Georgetown is Penang's transportation hub. Ferries to and from Butterworth arrive at the Raja Tun Uda terminal on Weld Quay (Pengkalan Weld) on the east side of the city; the bus station is nearby on Victoria Street. Take a note of where these are located as you will no doubt want to see them again rather shortly in order to depart.
Boats to Langkawi and Pulau Payar depart from Swettenham Pier (close to Victoria Memorial Clock Tower), about 700m north of Weld Quay. During the main season they leave at 8:15 am (via Pulau Payar) and 8:30 am, take about 2 hours until Langkawi.
The short ferry ride to Butterworth; departing at regular intervals is free. However, note that it costs RM1.20 for foot passengers coming from Butterworth to Penang.
A bus and train station awaits upon arrival in Butterworth - from where you can get transport connections to many of the major destinations in peninsular Malaysia. The ticket counters and waiting area are located under the overpass adjacent to the small market. Train tickets should be purchased in advance from the ticket booth at the island ferry terminal, the train station.
Air Asia connects Penang Airport with several destinations within Malaysia (Johor Bahru, Kota Kinabalu, Kuala Lumpur, Kuching and Langkawi) as well as Hong Kong, Indonesia (Jakarta, Medan, Surabaya), Singapore and Thailand (Bangkok).

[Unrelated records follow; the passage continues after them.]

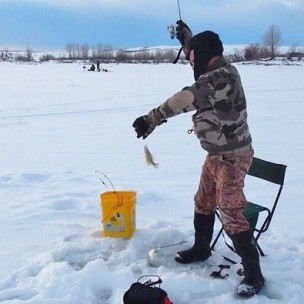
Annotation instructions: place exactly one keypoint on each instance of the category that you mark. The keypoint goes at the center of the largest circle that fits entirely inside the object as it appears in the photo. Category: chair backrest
(272, 172)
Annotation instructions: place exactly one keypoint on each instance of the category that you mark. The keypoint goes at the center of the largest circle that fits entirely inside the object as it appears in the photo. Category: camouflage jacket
(220, 120)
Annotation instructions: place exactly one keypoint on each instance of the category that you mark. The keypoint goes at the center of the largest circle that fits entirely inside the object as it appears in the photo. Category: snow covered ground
(60, 123)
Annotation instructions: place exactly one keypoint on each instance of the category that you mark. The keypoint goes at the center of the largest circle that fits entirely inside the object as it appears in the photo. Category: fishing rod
(180, 16)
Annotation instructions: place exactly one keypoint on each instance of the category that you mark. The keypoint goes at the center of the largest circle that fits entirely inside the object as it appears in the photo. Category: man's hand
(143, 126)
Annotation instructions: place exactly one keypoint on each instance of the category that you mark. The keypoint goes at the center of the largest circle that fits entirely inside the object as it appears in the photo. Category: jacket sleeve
(180, 102)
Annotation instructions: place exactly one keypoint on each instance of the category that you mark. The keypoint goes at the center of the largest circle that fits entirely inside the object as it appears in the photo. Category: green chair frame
(270, 172)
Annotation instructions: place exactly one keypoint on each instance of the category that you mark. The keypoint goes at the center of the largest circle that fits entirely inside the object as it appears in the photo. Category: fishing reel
(172, 31)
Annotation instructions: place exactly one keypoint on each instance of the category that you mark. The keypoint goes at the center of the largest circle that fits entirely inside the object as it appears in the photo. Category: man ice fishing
(220, 123)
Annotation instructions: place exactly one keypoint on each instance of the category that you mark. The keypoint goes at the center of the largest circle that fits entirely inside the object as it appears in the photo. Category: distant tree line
(267, 50)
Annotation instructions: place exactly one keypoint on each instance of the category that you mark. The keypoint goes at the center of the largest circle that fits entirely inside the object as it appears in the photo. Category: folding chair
(269, 172)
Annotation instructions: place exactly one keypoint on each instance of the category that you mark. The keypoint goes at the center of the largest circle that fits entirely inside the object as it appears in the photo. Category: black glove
(143, 126)
(183, 34)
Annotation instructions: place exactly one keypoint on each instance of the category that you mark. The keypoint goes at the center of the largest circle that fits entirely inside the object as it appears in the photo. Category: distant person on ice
(92, 68)
(220, 123)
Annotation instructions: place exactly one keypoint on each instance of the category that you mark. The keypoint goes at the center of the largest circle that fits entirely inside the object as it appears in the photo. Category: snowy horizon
(60, 124)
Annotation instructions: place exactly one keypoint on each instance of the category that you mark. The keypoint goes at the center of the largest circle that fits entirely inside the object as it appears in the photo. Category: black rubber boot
(253, 281)
(200, 251)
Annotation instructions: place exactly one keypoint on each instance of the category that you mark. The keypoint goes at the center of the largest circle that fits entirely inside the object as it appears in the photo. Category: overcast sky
(51, 24)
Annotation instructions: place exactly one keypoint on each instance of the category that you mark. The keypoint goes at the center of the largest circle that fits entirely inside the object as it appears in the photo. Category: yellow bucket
(118, 213)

The easiest way to get to Georgetown is certainly via Butterworth Bus Terminal and take the car ferry over to the Weld Quay ferry terminal.
However, there are busses that go right onto Penang island. These however, stop at the Sungai Nibong long-distance bus station, about 15km south of Georgetown.
Public transportation around the city is well organized (by Malaysian standards) with modern low floor aircon buses. Main public bus terminals are at jetty and Komtar building/mall where you can get a map with all lines. When boarding a bus you MUST have prepared exact change! All buses stop on their route, and if you don't mind going around the city a bit if you actually want to leave it, you have good chances of getting where you want. But if you're planning to venture out of Georgetown to the suburbs and beyond for a day's tripping, do bear in mind that the public buses stop picking up passengers after 10PM daily - apparently even on weekends and holidays. And if you need to take a taxi back to your quarters after midnight, be prepared to pay a 100% surcharge on top of the fare.
According to the Ministry of Tourism, "City taxis are required to charge according to the meter effective from August 2006". However, as in Kuala Lumpur, many taxi drivers have no respect for the law or at least believe that foreigners have no legal rights and will frequently try to cheat foreigners. A common ruse is to refuse to use the meter or to hide it behind a piece of cloth or a rudimentary cardboard panel. If encountering a driver playing these games seek an alternative taxi.
Either firmly agree on the fare before you get in or insist on using the meter. No driver is likely to agree to a negotiated fare of less than would occur if the journey were metered. Taxis can also be hired for a minimum of 3 hr. A good way to see the northern and western parts of the island if you don't have your own vehicle.
Trishaws cater to tourists. However, these trishaw rides are becoming more of a curiosity rather than the norm as the number of trishaw peddlers are now lower in number than before.
You may also rent your own motorbike or scooter to get around.
Street names can be confusing: the street signs are in Malay, but locals will invariably use the old English names, e.g. Pitt Street instead of Jalan Masjid Kapitan Keling, Beach Street instead of Lebuh Pantai. Lebuh, Jalan, Lorong, are the Malay words for street, road, lane, respectively.
Georgetown can be difficult to walk around because of underdeveloped footpaths. In places without footpaths it can be difficult to get around safely on foot due to the heavy traffic and prevalence of deep, wide open drains. Be careful about those, or walk on the side of the road in places without a footpath. If you are walking on the side of the road, try to walk against traffic as far over as you can so you can see the cars coming. Use the pedestrian bridges where available to cross the road. Some areas do not have crosswalks and instead have the pedestrian bridges that go over the traffic.